Q - Bonjour Claudie Haigneré. Jusqu'à présent la campagne européenne a été relativement discrète. On a du mal à intéresser les Français à l'Europe et c'est la même chose dans les autres pays. Vous êtes vingt-cinq ministres à avoir signé un texte, à votre initiative dans tous les pays de l'Union européenne, pour appeler à une mobilisation pour ces élections européennes, la date se rapproche maintenant ?
R - Oui absolument. C'est plus que symbolique. J'ai pris cette initiative au dernier Conseil compétitivité le 18 mai dernier. Je me suis dit que nous devions écrire un texte, appeler à la mobilisation ces 348 millions de citoyens qui ont une responsabilité importante en élisant leurs représentants au Parlement européen. On m'a dit : "tu sais, cela va être très compliqué de mettre d'accord vingt-cinq ministres des Affaires étrangères et européennes". Eh bien, non, cela a très bien marché et aujourd'hui dans les quotidiens de ces vingt-cinq pays, un appel à la mobilisation citoyenne pour voter, est publié dans les langues des 25 pays. C'est un beau résultat. Cela représente un geste symbolique.
Q - C'est un beau résultat et un symbole aussi. Est-ce que ce n'est pas malheureusement, Claudie Haigneré, un symbole du manque d'intérêt des citoyens européens pour une élection importante puisqu'elle concerne l'avenir de l'Europe ?
R - Nous pouvons le considérer comme quelque chose de positif puisque cela fonctionne quand nous sommes déterminés autour d'un même projet. Il est essentiel de dire que le 13 juin est une étape importante : vous allez pouvoir exprimer un choix et désigner des représentants. Le Parlement européen a un rôle majeur à jouer dans l'élaboration des législations. L'Europe apporte un plus à ce que chacun des États fait et qu'il ne pourrait pas faire aussi efficacement sans l'Europe.
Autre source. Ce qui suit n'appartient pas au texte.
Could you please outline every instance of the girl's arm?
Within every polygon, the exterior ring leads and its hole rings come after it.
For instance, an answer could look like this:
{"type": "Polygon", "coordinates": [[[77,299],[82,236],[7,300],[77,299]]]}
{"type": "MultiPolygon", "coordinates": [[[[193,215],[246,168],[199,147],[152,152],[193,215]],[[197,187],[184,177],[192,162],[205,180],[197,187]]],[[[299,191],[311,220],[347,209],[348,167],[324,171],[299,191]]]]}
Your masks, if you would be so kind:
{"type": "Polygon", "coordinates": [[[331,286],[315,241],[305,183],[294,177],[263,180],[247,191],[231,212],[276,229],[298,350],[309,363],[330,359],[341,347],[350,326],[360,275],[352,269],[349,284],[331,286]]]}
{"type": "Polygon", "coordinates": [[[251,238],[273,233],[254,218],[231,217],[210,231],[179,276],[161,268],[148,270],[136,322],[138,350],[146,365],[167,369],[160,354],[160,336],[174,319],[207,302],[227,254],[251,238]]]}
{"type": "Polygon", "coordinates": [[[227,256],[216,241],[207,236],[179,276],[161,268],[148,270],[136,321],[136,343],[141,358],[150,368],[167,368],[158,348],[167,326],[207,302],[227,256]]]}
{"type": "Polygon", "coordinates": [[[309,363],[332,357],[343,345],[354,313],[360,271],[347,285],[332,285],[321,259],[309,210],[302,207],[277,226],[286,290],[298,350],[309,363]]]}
Q - Le problème, malheureusement, c'est que l'on élit des députés européens, puis, on lit dans la presse qu'ils n'y sont allés que deux ou trois fois ou qu'ils ont lâché cette fonction pour faire autre chose. Les candidats sont également mal connus, même en Ile-de-France : il y a peu de meeting. C'est un peu flou tout cela ?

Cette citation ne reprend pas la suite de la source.